Joana Tomás, candidata única à liderança da OMA, reconhece que os homens são “efectivamente” companheiros, mas, sem os apelidar de inimigos, como fez na TV Zimbo, sublinha que alguns colocam entraves à ascensão das mulheres. Por isso, promete “advogar” junto da direcção do Partido e do Executivo para que possam exercer cargos de chefia onde são capazes e têm dado provas.

Algum dia ambicionou ascender à liderança da OMA?
Não! Todo o militante do MPLA sabe que tem o direito de eleger e ser eleito, para cargos de direcção no partido. Apesar da formação política e ideológica que recebemos, confesso que não sonhava nem de longe ser candidata a este cargo.

Quais são os requisitos para ascender à liderança da OMA?
Para liderarem a organização, para além do pleno gozo dos seus direitos civis e políticos, as militantes da OMA devem apresentar uma série de requisitos com base nos estatutos da organização, como um tempo mínimo de militância, além de reconhecida capacidade de organização e qualidade de direcção, entre outros.

Qual é o percurso da candidata Joana Tomás na OMA? Diz-se que caiu de paraquedas.

É evidente que muitas pessoas devem estar a pensar que somos novas na organização, o que não é verdade!.. A nossa trajectória no MPLA vem de longe, pertencemos primeiro à OPA, Organização dos Pioneiros de Angola, passámos pela JMPLA, no núcleo que funcionou no Estado de São Paulo, República Federativa do Brasil. Ao nível da OMA além de militarmos por mais de duas décadas fomos coordenadora adjunta do grupo de acompanhamento das províncias de Benguela e Cunene, tarefas que, acreditamos, teremos cumprido com zelo e dedicação.

Temos mais de 24 anos de militância na organização.

Primar também por uma liderança aberta e democrática.

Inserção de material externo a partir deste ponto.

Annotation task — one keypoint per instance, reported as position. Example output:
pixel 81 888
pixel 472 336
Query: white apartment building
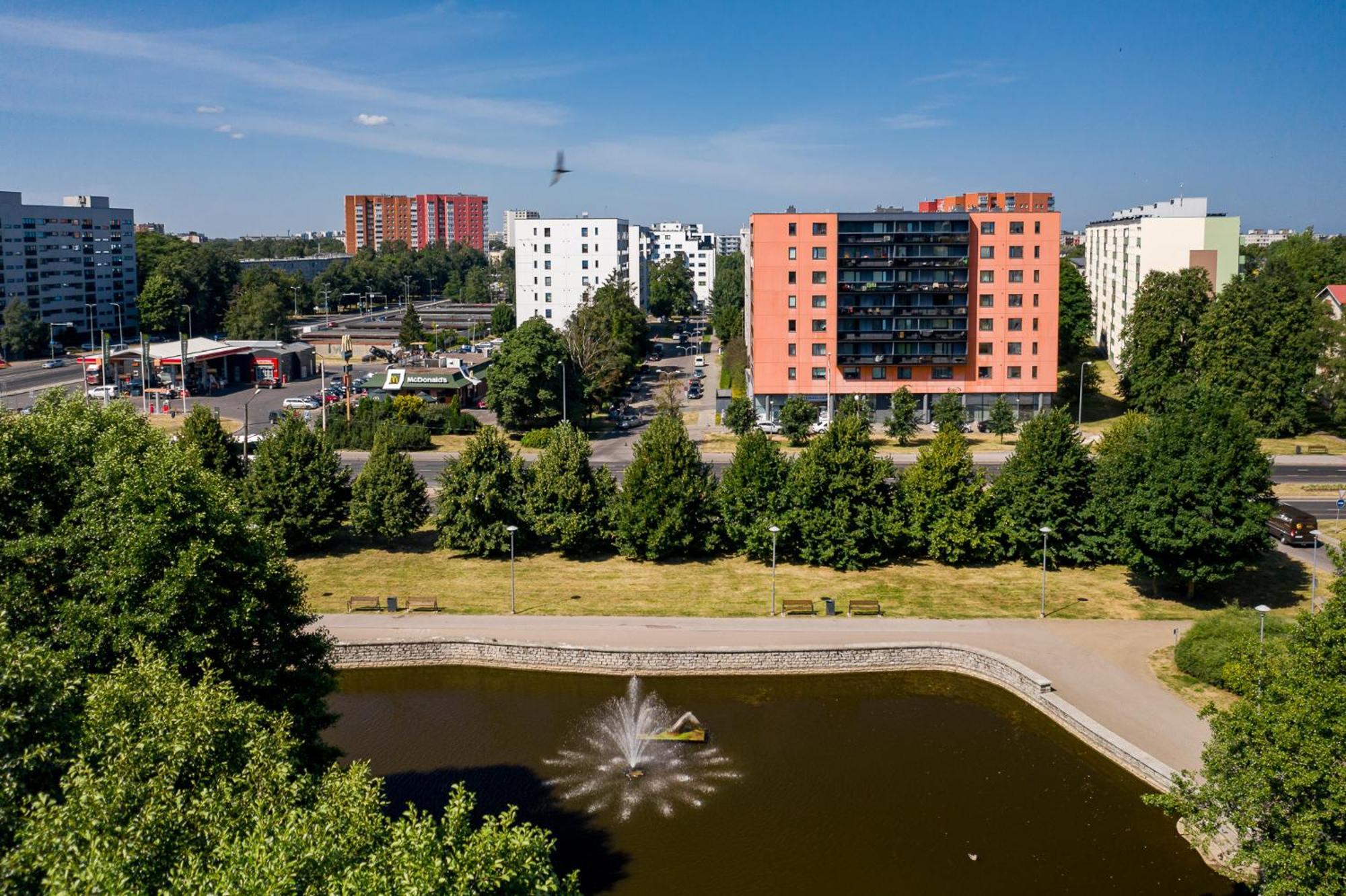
pixel 513 216
pixel 558 262
pixel 698 248
pixel 1164 236
pixel 1256 237
pixel 75 263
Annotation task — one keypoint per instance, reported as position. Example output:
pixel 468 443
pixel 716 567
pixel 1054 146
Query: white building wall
pixel 559 260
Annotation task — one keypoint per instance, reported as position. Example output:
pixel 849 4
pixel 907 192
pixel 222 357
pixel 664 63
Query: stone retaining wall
pixel 768 661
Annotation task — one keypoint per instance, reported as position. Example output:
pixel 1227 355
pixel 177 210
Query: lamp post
pixel 1042 606
pixel 1080 420
pixel 773 531
pixel 512 531
pixel 1262 622
pixel 256 392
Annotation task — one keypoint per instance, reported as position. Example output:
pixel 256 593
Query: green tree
pixel 569 501
pixel 1002 420
pixel 902 420
pixel 1275 766
pixel 948 507
pixel 161 303
pixel 1262 340
pixel 483 492
pixel 671 289
pixel 1075 320
pixel 753 494
pixel 524 384
pixel 188 789
pixel 388 497
pixel 843 507
pixel 798 415
pixel 1160 340
pixel 1047 482
pixel 1197 511
pixel 209 443
pixel 667 501
pixel 740 416
pixel 503 318
pixel 411 330
pixel 298 485
pixel 24 334
pixel 262 313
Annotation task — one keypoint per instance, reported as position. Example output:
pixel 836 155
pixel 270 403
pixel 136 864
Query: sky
pixel 235 118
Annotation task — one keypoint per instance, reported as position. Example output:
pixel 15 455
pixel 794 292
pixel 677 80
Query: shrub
pixel 1221 638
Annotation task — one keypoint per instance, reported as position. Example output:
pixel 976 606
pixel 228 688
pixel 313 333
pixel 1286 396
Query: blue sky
pixel 258 118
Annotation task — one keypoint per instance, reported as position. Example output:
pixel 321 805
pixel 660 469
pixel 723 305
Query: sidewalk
pixel 1099 665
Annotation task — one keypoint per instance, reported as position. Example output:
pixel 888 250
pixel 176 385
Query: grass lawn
pixel 1195 692
pixel 550 585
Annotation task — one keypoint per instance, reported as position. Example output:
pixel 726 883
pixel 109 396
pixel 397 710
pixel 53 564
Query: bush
pixel 1221 638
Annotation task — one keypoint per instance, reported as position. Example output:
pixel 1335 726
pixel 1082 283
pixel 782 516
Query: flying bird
pixel 561 169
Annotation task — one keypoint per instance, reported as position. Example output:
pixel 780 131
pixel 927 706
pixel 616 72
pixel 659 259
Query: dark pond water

Estaremos abertas para contribuições e críticas construtivas para melhorar o nosso modo de actuação junto das comunidades, sem perder o foco do nosso principal objectivo que é o de ser o motor mobilizador para as vitórias do MPLA.
(DR)

Em muitos casos o jornalismo serviu de trampolim para outros voos. Foi o seu caso?
O exercício do jornalismo deu-me visibilidade, mas, como deve saber não basta ser apenas uma jornalista para ocupação de cargos de direcção no nosso partido. Falo especialmente da nossa organização feminina.

Entendo, por isso, que a nossa entrega nas tarefas e actividades do partido e da OMA, aliada a nossa militância e visão estratégica do líder do MPLA, terão contribuído de certa forma para essa escolha que teve anuência do Secretariado Executivo da OMA e por conseguinte das suas militantes.

Como encara a contestação à sua candidatura?
O Comité Nacional da OMA aprovou, por unanimidade, a minha candidatura ao cargo de Secretária-geral da nossa organização para substituir a camarada Luzia Inglês, que ao longo desses últimos anos tem sabido dirigir de forma exitosa uma das maiores organizações femininas de África.

A minha candidatura foi aprovada pelos 235 membros que integram o Comité Nacional. Agora, é evidente, que se tenta passar a ideia de falta de histórico na organização, o que não é verdade! E mais: apesar da transição geracional que se assiste na nossa organização não vamos descurar as valências e ensinamentos das nossas mais velhas e com longos anos de militância no partido e na OMA.

Portanto, não devemos perder o foco nos objectivos e nas orientações principais da direcção do MPLA em relação à OMA e à política do próprio partido.

Depois de eleita vai conseguir manter a coesão no seio da organização?
A manutenção da coesão e fortalecimento da OMA será feita com a contribuição de todas as militantes da organização desde a base até ao topo.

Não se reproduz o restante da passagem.